Beyond that, Bagram had other qualities that made it ideal for a quick and safe evacuation. Most importantly, it “had a completely secured airfield that would require a massive military offensive to overrun or breach.” Kabul’s airport, on the other hand, was in the middle of a city of 4 million people — many of them not friendly to the U.S.

Bagram also had “the mechanical capability to destroy sensitive equipment on an industrial scale in a short time,” while Kabul airport “did not,” according to Smith. If the State Department had chosen Bagram as the site of its evacuation, the military likely could have destroyed much of $7.2 billion in sensitive military equipment that was left behind and ultimately seized by the Taliban.

Biden pulled out of Afghanistan despite the near unanimity of his senior military advisors not to leave. “Prudence and patience were replaced with speed of action without the time to study the consequences and mitigate those risks,” Krummrich said.

This is not the first damning evidence of the massive errors and incompetence that occurred in pulling out of Afghanistan.
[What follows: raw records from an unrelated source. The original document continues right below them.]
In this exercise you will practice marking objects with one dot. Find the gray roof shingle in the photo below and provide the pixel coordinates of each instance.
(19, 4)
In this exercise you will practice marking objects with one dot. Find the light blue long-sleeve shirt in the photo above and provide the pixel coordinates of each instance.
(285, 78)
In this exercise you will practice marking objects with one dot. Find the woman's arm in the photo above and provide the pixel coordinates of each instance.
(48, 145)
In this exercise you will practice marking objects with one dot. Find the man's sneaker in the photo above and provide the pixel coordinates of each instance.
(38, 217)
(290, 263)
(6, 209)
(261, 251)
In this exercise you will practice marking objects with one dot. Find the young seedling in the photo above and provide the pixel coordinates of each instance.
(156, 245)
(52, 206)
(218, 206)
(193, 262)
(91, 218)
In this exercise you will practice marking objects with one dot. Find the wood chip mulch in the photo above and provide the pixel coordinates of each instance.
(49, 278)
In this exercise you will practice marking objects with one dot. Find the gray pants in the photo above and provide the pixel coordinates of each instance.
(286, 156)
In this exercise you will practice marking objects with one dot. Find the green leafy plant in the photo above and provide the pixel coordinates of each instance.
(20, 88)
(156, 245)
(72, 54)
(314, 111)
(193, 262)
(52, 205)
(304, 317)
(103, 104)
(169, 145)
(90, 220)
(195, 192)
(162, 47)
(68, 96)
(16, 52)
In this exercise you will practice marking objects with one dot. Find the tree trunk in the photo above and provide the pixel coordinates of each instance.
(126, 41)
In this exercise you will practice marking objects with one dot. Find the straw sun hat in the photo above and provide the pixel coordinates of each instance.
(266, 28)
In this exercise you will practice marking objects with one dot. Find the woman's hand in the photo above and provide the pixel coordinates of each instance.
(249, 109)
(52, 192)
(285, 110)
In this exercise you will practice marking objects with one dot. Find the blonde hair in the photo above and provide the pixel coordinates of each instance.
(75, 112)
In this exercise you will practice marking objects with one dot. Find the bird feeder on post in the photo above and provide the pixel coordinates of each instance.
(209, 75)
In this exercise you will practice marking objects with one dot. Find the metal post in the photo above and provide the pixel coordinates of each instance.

And it raises the question: what can be done to hold the president of the United States accountable for this deadly failure that not only cost American lives but also untold numbers of our Afghan allies that Biden had promised would be allowed to leave rather than be left to the tender mercies of the Taliban brutes?

The way it looks now, the American people are going to have to be the ones who have the final say in Joe Biden’s negligent and incompetent evacuation of Afghanistan in the 2024 presidential election.